Jake Conway, Alexander Lex & Nils Gehlenborg have made an R package called UpSetR which, as the name suggests, puts on an iron shirt and chases the devil out of Eart’. The devil in this case being Venn diagrams. Invariably, when people want to count up combinations of stuff, they end up hand-bodging some crappy diagram that isn’t even a real Venn. They use powerpoint or some other diabolical tool. Now you can do better in R.
All I’m going to do this week I point you to Andy Kirk’s blog. He’s considering bivariate choropleth maps. You what? Each region has two variables. Maybe one gets encoded as hue and the other saturation. No way. Yes way, and it’s not necessarily the train wreck you’d imagine. Check them out.
Of course, by superimposing objects rather than colouring in (because colour is, you know, so beguiling as a visual parameter to mess around with, yet so poorly perceived), people have been doing this for ages. Bertin’s much-quoted and less-read book has many such examples, which mostly fall flat in my view. As he wrote: “It is the designer’s duty … to flirt with ambiguity without succumbing to it”. Bof!
I have been writing a book review of Efron & Hastie’s CASI for Significance magazine. Here’s a tangential half page I wrote but didn’t include.

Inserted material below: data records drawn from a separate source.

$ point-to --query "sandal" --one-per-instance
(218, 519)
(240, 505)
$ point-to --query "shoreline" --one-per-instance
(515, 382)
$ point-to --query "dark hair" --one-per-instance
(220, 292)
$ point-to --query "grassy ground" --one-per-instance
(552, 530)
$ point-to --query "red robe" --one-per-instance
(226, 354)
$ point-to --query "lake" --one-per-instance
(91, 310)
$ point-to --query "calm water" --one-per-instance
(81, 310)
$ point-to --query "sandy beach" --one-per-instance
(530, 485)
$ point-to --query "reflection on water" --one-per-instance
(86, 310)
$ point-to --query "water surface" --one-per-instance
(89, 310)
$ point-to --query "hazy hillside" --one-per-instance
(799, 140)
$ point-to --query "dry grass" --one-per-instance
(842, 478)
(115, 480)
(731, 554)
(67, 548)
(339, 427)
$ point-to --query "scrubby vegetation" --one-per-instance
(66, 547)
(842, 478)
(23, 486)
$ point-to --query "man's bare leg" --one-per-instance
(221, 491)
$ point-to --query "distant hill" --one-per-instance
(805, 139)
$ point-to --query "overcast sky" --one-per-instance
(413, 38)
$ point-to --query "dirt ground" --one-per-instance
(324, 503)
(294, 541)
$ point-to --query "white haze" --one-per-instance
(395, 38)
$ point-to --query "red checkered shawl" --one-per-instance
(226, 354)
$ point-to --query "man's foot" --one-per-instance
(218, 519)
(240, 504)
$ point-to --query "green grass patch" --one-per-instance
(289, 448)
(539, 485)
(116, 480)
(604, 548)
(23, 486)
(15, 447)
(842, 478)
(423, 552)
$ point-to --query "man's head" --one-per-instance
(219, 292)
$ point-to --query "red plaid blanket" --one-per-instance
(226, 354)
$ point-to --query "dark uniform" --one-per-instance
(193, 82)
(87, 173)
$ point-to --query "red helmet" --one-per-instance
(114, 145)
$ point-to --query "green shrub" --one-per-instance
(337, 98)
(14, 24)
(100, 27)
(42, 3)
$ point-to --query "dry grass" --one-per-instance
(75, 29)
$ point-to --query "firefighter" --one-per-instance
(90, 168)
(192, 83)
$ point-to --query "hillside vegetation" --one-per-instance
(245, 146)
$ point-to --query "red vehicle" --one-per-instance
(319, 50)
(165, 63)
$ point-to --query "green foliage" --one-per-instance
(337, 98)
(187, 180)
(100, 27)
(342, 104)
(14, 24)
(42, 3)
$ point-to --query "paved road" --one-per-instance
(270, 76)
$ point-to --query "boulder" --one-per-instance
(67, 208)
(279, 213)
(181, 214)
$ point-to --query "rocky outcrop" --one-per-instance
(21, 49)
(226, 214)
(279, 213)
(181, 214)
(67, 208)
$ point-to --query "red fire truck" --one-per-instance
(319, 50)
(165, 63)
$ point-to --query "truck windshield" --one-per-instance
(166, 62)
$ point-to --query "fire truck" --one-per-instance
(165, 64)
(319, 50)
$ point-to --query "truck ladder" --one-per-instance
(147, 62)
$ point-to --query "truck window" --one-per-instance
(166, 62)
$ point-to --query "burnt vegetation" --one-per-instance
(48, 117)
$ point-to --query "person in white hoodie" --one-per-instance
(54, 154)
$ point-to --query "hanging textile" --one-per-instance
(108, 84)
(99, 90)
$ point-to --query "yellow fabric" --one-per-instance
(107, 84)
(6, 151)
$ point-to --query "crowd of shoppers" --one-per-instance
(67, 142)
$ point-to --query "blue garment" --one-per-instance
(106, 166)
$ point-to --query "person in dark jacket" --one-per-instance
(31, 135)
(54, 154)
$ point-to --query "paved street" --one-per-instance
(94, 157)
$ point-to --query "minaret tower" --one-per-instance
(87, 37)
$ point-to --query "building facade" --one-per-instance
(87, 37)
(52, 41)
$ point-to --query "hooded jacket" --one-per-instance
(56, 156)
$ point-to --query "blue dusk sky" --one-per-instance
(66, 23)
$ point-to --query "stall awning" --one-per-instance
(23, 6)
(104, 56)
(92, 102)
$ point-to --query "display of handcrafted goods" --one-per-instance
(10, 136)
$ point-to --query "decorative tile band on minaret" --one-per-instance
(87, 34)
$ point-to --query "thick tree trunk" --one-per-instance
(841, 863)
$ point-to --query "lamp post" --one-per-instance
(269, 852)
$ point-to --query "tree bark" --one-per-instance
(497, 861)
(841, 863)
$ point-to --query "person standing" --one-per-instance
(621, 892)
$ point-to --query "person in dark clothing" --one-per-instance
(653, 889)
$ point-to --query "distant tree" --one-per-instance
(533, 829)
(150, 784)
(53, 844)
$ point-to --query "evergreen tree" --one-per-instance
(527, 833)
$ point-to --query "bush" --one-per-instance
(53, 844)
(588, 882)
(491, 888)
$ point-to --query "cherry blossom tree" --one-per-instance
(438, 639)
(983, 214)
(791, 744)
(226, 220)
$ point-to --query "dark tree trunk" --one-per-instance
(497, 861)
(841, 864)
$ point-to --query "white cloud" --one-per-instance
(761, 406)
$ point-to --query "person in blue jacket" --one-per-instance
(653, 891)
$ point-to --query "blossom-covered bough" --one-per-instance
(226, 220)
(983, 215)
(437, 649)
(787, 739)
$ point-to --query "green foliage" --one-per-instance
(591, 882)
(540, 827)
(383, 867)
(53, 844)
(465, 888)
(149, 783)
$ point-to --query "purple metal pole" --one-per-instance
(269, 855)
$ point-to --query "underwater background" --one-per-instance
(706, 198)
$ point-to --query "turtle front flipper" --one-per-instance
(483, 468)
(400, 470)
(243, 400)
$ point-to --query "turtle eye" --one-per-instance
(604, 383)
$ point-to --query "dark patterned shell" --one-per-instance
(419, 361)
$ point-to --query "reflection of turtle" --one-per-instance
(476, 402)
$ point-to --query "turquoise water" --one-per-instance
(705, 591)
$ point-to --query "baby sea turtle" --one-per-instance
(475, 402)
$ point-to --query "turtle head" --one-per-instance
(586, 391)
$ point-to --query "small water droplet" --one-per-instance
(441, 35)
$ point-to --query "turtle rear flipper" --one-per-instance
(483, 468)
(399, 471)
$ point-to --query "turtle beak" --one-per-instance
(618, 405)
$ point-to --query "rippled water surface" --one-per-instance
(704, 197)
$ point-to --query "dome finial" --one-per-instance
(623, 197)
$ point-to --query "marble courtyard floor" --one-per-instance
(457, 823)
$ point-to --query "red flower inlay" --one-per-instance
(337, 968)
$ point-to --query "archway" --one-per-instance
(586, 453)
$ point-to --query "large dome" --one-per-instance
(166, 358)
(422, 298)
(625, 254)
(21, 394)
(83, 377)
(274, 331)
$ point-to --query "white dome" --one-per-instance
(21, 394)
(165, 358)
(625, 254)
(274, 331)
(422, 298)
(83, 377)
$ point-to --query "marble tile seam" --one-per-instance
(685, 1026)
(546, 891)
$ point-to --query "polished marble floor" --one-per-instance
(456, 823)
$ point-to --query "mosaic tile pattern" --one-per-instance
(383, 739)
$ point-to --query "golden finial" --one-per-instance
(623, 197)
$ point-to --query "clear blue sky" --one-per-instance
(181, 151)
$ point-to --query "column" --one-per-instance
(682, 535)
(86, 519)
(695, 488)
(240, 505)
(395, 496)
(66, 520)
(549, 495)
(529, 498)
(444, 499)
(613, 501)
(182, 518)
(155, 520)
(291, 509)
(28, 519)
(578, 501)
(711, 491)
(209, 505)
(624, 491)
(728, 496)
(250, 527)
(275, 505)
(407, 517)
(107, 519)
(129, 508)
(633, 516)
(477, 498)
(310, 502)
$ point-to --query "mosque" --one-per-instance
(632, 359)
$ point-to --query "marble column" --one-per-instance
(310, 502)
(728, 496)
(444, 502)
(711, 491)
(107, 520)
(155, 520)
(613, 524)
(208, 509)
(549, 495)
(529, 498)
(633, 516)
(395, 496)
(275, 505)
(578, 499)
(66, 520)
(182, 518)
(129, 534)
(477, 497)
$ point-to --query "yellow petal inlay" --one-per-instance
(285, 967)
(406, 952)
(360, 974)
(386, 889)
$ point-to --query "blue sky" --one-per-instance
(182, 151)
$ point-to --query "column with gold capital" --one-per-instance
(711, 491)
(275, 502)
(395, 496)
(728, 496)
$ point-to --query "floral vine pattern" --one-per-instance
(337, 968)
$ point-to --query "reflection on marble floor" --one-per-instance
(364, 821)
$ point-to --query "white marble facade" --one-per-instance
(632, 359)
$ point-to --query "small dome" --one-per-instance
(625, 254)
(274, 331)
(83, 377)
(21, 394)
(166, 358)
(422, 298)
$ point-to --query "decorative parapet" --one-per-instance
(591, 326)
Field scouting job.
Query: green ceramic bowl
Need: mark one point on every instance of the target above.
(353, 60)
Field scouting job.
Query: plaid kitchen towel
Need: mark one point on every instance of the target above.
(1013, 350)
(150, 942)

Students of statistics or data science will typically encounter some discomfiting jumps in attitude as their course progresses. first, they may have a lot of probability theory and some likelihood-based inference for rather contrived problems, which will remind them of their maths classes at school. Ah, they think, I know how to do this. I learn the tricks to manipulate the symbols and get to the QED. Then, they find themselves suddenly in a course that provides tables of data and asks them to analyse and interpret. Suddenly it’s become a practical course that connects to the real world and leaves the maths behind for the most part. Now, there’s no QED given, and no tricks. The assessments suddenly are more like humanities subjects, there’s no right or wrong and it’s the coherence of their argument that matters. Now they have to remember which options to tick in their preferred stats software. They might think: why did we do the mathematical parts of this course at all if we’re not going to use them? Next, for some, come machine learning methods. Now, the inference and asymptotic assurances are not just hidden in the cogs of the computer but are actually absent. How do I know the random forest isn’t giving me the wrong answer? You don’t. It seems at first that when the problem gets really hard, like 21st-century-hard, land-a-job-at-Google-hard, we give up on stats as an interesting mental exercise from the 1930s in favour of “unreasonably effective” heuristics and greedy algorithms.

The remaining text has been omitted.